The biggest challenge in the US is to become client oriented externally and internally. Probably, the US is one of the best countries in the world when it comes to “organizing activities” and processes, especially online. The organizations in the US have tons of information about their clients – if you buy food for your pet for instance – they take your telephone number and email. You buy show tickets online – give them names, addresses, telephones etc. But at the same time, they never make use of it and never ask you what type of pet that you have in order to sell you something else or to strengthen their customer relations. Just a few of those companies try to make a real contact with the customer. We had an experience like this. A month after we bought a new car, the car company gave us additionally a 30-minutes session in order to help us understand how to use all the electronics inside the car. The lady from the company, let’s call her the instructor, was following her procedure. After a while, I forgot the questions which I wanted to ask and didn’t’ buy some additional electronic devices which I really wanted to buy in the first place. Why? Because nobody asked me what I really wanted. In USA they do not offer reprogramming services of car electronics after the car is sold. The car company would win if they would have it in the procedure – “make a contact with a client, ask him/her questions about the needs” and give him what he wants. At the same time, sure, this is a subjective point of view of a newcomer to this huge and rich country.
American companies have to start putting more effort in their customer relationship management and not only collecting information about their customers.

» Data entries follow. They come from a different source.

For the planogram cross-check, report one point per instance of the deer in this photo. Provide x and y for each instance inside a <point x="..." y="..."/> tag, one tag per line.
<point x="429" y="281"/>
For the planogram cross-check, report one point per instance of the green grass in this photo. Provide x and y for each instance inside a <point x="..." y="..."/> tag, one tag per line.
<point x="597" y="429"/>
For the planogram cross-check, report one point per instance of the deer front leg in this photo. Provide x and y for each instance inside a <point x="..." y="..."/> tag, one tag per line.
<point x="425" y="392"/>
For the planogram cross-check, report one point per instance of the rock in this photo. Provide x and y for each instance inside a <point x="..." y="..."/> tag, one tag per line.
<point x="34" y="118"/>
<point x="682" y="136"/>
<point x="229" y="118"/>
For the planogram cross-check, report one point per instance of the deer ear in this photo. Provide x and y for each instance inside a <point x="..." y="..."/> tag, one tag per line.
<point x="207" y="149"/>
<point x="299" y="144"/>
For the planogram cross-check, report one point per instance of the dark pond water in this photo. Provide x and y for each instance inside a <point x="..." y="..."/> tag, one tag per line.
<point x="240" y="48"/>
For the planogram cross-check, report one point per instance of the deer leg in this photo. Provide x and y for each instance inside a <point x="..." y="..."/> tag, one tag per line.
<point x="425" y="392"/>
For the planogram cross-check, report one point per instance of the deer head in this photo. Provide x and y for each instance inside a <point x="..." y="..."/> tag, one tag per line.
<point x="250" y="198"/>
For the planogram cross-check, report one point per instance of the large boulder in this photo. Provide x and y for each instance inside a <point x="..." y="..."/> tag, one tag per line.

For Europe, as it consists of so many different countries, I wouldn’t be able to name one distinctive challenge for the whole continent. But I can talk about Ukraine – the country of my origin, which becomes more and more being the part of European Union. The biggest challenge for Ukraine is to allow young, well-educated, ambitious people to grow professionally inside their own country. For the last 3 years, nearly 4 million people left the country to work abroad.
Ukraine is perceived as a country with well-educated young people especially in the field of software development. One of my clients for instance – a software development company based in Lviv – is growing rapidly. The company has probably now more than 5000 employees. Their customers are mostly situated in the USA. They try to be so much internal customer oriented, and try to create and save their unique culture to attract and to retain talents.
“Nice to have” or a strategic factor of success: How do you experience that organizations in the USA and Ukraine view (international) leadership development at the moment and how will that be in the future?
It is still a question – how much leadership is an inborn trait, and how much one can learn to be a leader. Let’s suppose that anyway some characteristics are inborn and some characteristics the environment supports, based on the values of the environment. In the US – right from the elementary schools and further – they try to teach and support respect, honesty, loyalty and the ability to follow the rules. And this is great! At the same time, there are many situations where you should speak up, demand higher standards, and reveal yourself. You should not be afraid to be different – this is important if you want to be a leader. Just remember famous American leaders – Martin Luther King with his “I have a dream” speech. Or Steve Jobs who was crazy demanding high standards on everything his people were doing.
“Nice to have” for the US organizations – they should support their people to go beyond the expected rules and procedures. Probably, what I’ve seen in the US, many companies work on stable markets. To go beyond, it’s about changes and development. But if you do not grow, one day the market will kill you.
How is the situation in Europe? Well, the amount of international business headquarters situated in Europe is tremendous. When they operate in their home countries – which again are stable markets – the leader is a person who is able to support the status quo. When these companies go to the growing markets – they need another type of leadership. The challenge here is to manage the transfer from a stable environment while to a flexible and changing environment. “Nice to have” is to stop trying multiplying strategies and approaches which worked for them in the past. The future is different.
What is most important when working as a trainer on an international level and what skills does it take?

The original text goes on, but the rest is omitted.